The article states that ‘the company and its subsidiaries could be facing default risk’, and insinuates that the company is facing financial difficulties by using the term ‘debt woes’. This is incorrect and is based on incorrect interpretation of facts… The disclosure in our draft document has not been properly understood. The company has robust financials and there is absolutely no financial default.

The article further states that Sumant Sinha, Chairman and Managing Director, has terminated certain agreements with large shareholders ahead of the DRHP filing, and that he sold majority of his stake to foreign institutions and private equity funds. These assertions are also not based on facts… Only modifications have been made to our shareholding arrangements to comply with the SEBI and exchange requirements. Also, he has not sold any shares… since the setting up of the company, and has only increased his shareholding, as is reflected in the DRHP…

Kailash Vaswani

Deputy CFO

ReNew Power Limited

BusinessLine stands by the report.

Before writing the story, a detailed set of questionnaire was e-mailed to you by our reporter seeking your response on the same. He was told that you would not be able to send a written response and was, instead, briefed by Ravi Seth, CFO, ReNew Power, and Pradeep Wadhwa, Communications Manager, and was told to quote the responses to a ‘source close to the company’.
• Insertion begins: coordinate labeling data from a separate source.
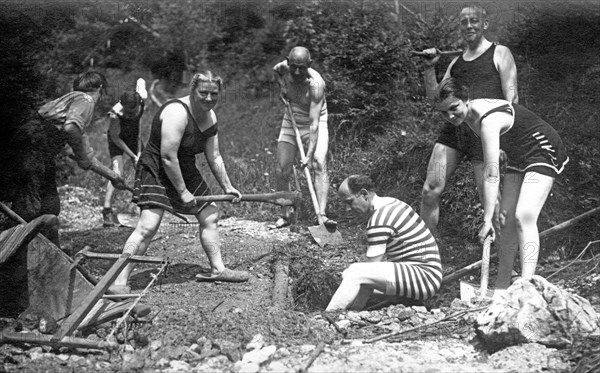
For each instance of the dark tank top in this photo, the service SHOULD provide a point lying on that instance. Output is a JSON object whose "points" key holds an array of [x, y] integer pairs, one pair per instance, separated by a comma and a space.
{"points": [[193, 141], [130, 127], [480, 75]]}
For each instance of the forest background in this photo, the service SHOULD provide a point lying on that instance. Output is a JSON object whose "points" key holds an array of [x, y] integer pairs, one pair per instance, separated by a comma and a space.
{"points": [[380, 122]]}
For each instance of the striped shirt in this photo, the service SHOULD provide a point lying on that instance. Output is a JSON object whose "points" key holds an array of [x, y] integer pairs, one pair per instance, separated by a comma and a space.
{"points": [[397, 230]]}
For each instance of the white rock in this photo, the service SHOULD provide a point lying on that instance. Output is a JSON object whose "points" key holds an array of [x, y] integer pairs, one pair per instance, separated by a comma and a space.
{"points": [[162, 363], [420, 309], [179, 366], [76, 358], [259, 356], [36, 355], [128, 348], [277, 366], [342, 324], [249, 368], [283, 352], [305, 349], [155, 345], [258, 341]]}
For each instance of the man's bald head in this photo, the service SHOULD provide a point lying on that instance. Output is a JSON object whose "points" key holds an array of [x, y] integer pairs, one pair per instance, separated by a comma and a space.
{"points": [[299, 56]]}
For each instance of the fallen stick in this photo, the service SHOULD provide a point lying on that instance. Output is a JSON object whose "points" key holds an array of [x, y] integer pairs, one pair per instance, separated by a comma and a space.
{"points": [[313, 356], [280, 282], [471, 267], [334, 324], [574, 260], [447, 318]]}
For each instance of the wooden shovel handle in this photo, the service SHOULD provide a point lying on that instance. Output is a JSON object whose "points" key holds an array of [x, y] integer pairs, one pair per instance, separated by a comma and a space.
{"points": [[485, 265], [311, 187]]}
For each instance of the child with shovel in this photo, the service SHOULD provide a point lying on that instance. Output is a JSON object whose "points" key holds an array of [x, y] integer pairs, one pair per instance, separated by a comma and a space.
{"points": [[536, 156], [304, 88]]}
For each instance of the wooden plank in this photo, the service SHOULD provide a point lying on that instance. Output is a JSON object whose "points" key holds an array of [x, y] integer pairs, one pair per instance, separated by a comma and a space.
{"points": [[71, 324], [55, 289], [15, 237]]}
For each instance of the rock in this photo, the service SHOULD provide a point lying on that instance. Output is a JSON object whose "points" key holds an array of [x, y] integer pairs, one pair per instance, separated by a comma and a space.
{"points": [[534, 357], [259, 356], [133, 362], [420, 309], [536, 311], [178, 366], [229, 349], [277, 366], [128, 348], [162, 363], [35, 355], [155, 345], [342, 324], [458, 304], [241, 367], [373, 317], [306, 349], [257, 342], [283, 352]]}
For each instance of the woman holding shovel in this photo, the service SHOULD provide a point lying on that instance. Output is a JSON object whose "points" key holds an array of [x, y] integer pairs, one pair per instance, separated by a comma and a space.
{"points": [[536, 156], [167, 177]]}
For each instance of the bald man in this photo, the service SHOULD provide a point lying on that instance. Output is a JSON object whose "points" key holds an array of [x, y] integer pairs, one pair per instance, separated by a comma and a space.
{"points": [[489, 71], [304, 88], [402, 256]]}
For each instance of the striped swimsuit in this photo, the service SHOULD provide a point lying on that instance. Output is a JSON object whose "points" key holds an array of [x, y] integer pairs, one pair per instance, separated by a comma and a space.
{"points": [[398, 231]]}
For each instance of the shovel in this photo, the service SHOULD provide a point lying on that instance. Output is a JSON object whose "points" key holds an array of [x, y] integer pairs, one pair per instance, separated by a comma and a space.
{"points": [[322, 234], [469, 290], [278, 198]]}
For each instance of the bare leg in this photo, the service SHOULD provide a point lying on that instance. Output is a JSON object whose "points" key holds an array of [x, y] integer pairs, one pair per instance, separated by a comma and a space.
{"points": [[506, 236], [209, 237], [441, 167], [286, 153], [359, 281], [320, 167], [138, 241], [117, 166], [534, 191]]}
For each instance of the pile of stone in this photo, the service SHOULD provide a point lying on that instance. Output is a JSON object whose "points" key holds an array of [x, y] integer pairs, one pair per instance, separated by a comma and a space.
{"points": [[537, 311]]}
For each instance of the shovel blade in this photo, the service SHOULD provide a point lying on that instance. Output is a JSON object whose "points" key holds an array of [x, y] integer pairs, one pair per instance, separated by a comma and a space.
{"points": [[325, 236], [469, 291], [128, 220]]}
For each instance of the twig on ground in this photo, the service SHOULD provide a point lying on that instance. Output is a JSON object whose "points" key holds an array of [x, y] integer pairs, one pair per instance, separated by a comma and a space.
{"points": [[579, 256], [334, 324], [449, 317], [313, 356]]}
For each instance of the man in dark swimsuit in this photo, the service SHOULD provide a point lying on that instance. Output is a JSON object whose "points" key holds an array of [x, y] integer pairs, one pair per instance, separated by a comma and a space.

So, every effort was made by us to reach out to ReNew Power and incorporate your version in the story so as to keep it fair and balanced.
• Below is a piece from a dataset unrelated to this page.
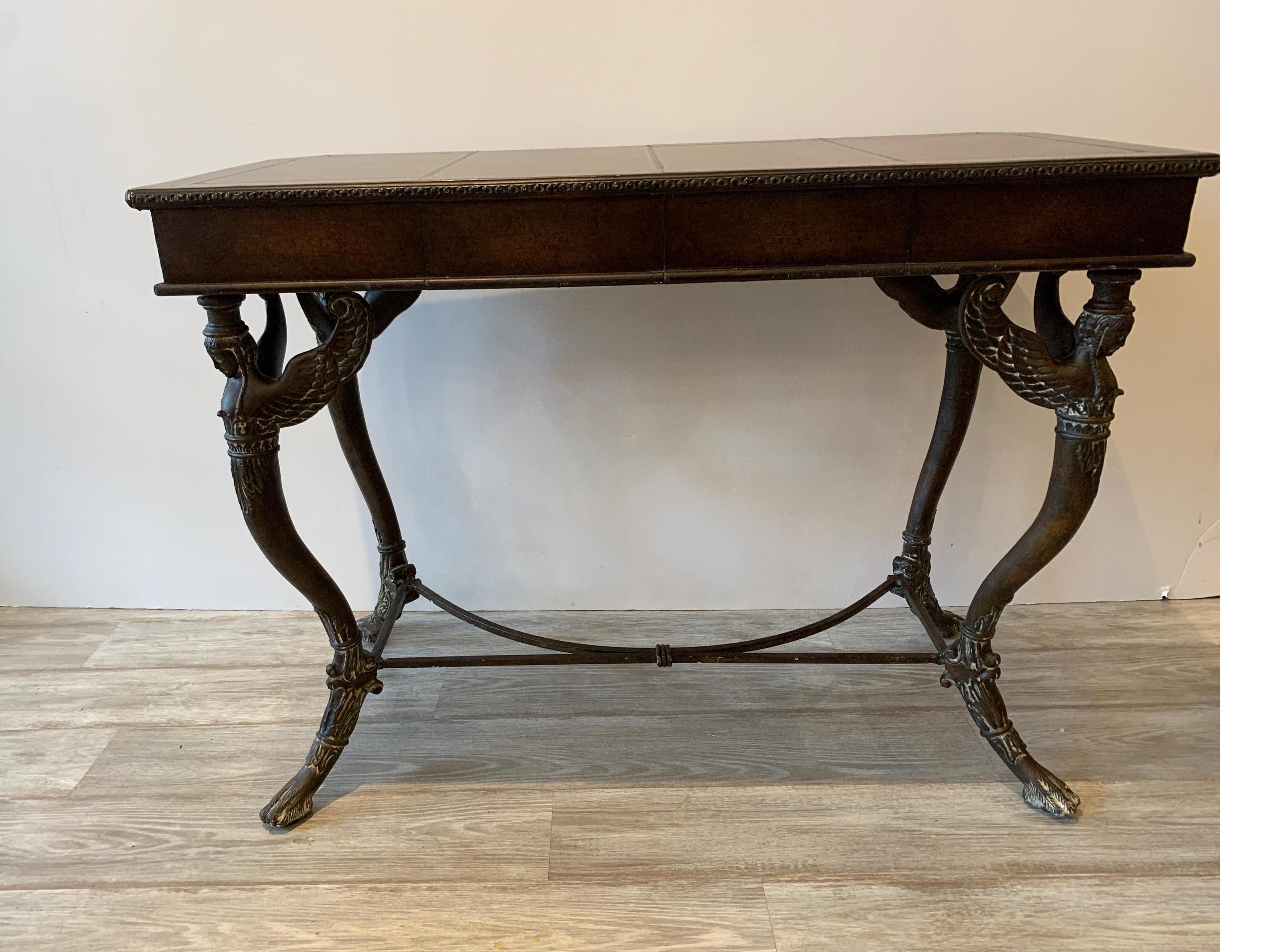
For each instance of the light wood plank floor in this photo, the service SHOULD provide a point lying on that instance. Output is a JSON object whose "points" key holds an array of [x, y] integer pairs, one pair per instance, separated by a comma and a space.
{"points": [[629, 808]]}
For the story, the reporter has relied upon information available in the public domain such as news reports and your DRHP filed with the SEBI.

Point 1 raised by you: The report states that the company and its subsidiaries could be facing default risk and insinuates that the company is facing financial difficulties by using the term ‘debt woes.’ This is incorrect and based on incorrect interpretation of facts.

Response: All the details were taken from the DRHP and there is no incorrect interpretation of facts. Page 26 of your DRHP clearly states the following: “As of the date of this Draft Red Herring Prospectus, none of our lenders have issued any notice of default or required us to repay any part of our borrowings as a result of such breaches… except for one lender in relation to loans availed by our Subsidiary, ReNew Mega, of which an aggregate amount of ₹6,218.00 million was outstanding as of April 2, 2018. Accordingly, an event of default currently exists under the relevant financing agreements entered into with such lender…”

Point 2: The article states that Sumant Sinha, Chairman and MD, ReNew Power, terminated certain agreements which he had with large shareholders ahead of the DRHP filing and that he sold majority of his stake to foreign institutions and private equity funds. These assertions are also not based on facts… only modifications have been made to our shareholding agreements to comply with SEBI and exchange requirements. Also, he has not sold any shares, including to foreign institutions and private equity funds…

Response: Again, the details have been taken from the DRHP. Pages 91, 157 and 200 of the DRHP clearly state the following:

“Our broadbase of equity investors include Goldman Sachs, JERA, ADIA, CPPIB, ADB (subsequently exited) and GEF SACEF India and have invested a total of ₹66,965.67 million in our company in various tranches over the years…

Pursuant to the Shareholders Agreement dated May 6, 2018 (as described below), the 2018 SHA was terminated from the date of the Shareholders Agreement… in the event the company is unable to complete the listing of the equity shares on or prior to December 31, 2018, or any other date mutually agreed between the parties or in the event the investors holding more than 50 per cent of the equity shares agree to not proceed with the offer, the 2018 SHA shall immediately and automatically stand reinstated without any action by the parties or shareholders…”

It is clear from above that if any founder of the company continues to issue shares to investors, it is clearly selling his stake by way of dilution of his holdings.

Further, as mentioned in the report, the DRHP clearly states that “pursuant to the Shareholders Agreement dated May 6, 2018 (as described below), the 2018 SHA was terminated from the date of the Shareholders Agreement.’ Further, the share capital history on Page 91 of the DRHP clearly shows the dilution of shareholding to various investors over the years since inception.